Fooled for sure

Ever wondered how Spaghetti was grown? Well, BBC knew the secret and showed its viewers how on April 1, 1957.

Published - March 31, 2016 03:19 pm IST

Rewind: A clipping from the famous hoax ad.

Rewind: A clipping from the famous hoax ad.

On April 1, the British Broadcasting Centre’s (BBC) current affairs programme called Panorama, aired a three minute report showing a family in southern Switzerland harvesting spaghetti from the family’s “spaghetti tree”. It was conceived by the team a week earlier and was aired the following Monday which happened to be April 1!

Charles de Jaeger, a photographer, told the editor of Panorama, Michael Peacock that when he was in school in Austria, teachers would say that he and his classmates were so stupid that if someone told them spaghetti grew on trees they would believe it. This, sparked off the idea of a perfect hoax for April 1. Jaeger was sent off with a budget of £100.

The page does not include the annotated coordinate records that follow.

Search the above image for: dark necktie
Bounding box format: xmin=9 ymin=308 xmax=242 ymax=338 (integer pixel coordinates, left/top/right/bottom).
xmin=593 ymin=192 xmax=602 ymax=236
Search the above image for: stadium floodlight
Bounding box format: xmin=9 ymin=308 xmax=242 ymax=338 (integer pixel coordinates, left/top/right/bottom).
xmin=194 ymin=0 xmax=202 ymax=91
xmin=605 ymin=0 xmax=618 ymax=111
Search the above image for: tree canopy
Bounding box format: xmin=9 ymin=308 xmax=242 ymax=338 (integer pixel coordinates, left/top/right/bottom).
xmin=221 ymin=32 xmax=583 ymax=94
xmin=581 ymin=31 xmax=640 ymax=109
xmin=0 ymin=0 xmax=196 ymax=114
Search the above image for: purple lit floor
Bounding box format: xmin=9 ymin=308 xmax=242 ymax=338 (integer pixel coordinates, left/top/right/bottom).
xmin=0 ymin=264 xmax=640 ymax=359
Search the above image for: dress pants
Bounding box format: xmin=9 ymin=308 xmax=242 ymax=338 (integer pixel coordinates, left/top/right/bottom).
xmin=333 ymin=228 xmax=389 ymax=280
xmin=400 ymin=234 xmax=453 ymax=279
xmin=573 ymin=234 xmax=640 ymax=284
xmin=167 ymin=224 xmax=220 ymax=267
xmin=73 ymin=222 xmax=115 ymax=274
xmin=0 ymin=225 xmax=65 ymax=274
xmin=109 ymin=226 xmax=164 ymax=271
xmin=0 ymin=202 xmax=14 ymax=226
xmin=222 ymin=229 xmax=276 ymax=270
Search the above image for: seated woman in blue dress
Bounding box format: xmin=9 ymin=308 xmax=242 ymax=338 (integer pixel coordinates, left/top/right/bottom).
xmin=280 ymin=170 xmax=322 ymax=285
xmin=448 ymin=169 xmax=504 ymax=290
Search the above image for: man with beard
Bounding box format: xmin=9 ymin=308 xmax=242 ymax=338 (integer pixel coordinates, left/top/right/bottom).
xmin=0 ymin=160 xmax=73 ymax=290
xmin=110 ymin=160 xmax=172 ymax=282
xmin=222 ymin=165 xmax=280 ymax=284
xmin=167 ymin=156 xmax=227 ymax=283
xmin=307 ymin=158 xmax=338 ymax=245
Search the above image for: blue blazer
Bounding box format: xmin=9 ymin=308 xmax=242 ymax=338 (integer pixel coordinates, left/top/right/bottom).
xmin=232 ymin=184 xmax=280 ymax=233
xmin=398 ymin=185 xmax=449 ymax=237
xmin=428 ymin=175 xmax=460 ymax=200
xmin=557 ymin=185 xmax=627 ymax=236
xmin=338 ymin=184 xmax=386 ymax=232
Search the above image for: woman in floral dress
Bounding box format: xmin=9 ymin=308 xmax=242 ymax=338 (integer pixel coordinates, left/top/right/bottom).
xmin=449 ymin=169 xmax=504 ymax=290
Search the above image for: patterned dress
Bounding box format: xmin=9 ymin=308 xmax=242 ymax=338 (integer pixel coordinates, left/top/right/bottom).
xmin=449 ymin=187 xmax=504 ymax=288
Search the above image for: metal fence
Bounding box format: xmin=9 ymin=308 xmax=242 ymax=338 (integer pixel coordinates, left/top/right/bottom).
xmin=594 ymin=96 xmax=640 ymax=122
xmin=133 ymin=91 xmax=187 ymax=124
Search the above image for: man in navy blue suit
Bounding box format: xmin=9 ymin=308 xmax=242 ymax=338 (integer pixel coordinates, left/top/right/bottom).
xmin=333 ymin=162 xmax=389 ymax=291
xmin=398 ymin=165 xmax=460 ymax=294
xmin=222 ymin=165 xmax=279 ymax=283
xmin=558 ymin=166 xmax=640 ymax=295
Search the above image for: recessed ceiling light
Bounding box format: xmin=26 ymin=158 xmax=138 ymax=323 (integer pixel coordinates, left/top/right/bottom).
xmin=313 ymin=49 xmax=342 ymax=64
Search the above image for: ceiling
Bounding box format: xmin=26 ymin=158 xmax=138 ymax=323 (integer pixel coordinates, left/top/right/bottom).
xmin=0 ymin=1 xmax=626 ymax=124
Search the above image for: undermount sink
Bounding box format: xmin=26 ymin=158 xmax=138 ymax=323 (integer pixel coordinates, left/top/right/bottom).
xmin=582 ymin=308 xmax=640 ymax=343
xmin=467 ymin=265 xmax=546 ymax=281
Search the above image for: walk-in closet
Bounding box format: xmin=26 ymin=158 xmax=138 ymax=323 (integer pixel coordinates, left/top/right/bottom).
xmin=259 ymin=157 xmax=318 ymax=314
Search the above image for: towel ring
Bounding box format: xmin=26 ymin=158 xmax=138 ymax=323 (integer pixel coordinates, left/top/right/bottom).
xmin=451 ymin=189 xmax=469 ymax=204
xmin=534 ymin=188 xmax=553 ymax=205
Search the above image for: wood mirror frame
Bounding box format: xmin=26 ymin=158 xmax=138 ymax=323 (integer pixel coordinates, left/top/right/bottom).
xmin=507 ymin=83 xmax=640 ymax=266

According to the BBC footage, the family in the canton of Ticino in southern Switzerland gathered a bumper spaghetti harvest thanks to the mild winter. And, thanks to that, the spaghetti weevil too disappeared. They named it the Harvest Festival and it was aired along with a discussion of how the perfect length had been attained after years of tending these crops. They went on to say that the spaghetti was then dried and served fresh to guests at restaurants who relished home-grown spaghetti.

Some of the scenes were filmed at the Pasta Foods factory on London Road, St Albans, in Hertfordshire, and at a hotel in Castagnola, Switzerland. The report was made believable with the voiceover by broadcaster Richard Dimbleby who lend credibility to the story. Dimbleby was held in high esteem by television viewers.

Why the clip worked

Seven million of the 15.8 million homes in Britain had television sets back then. Pasta was not a part of their daily food and was considered a delicacy that came in a can. No one knew that pasta was made of wheat flour and water. BBC received many phone calls asking how spaghetti could be cultivated and how to go about it. BBC asked them to “place a sprig of spaghetti in a tin of tomato sauce and hope for the best”.

Decades later, Cable News Network (CNN) an American channel called this broadcast the biggest hoax that any reputable news establishment ever pulled off . It earned them a place in the history of April 1 jokes.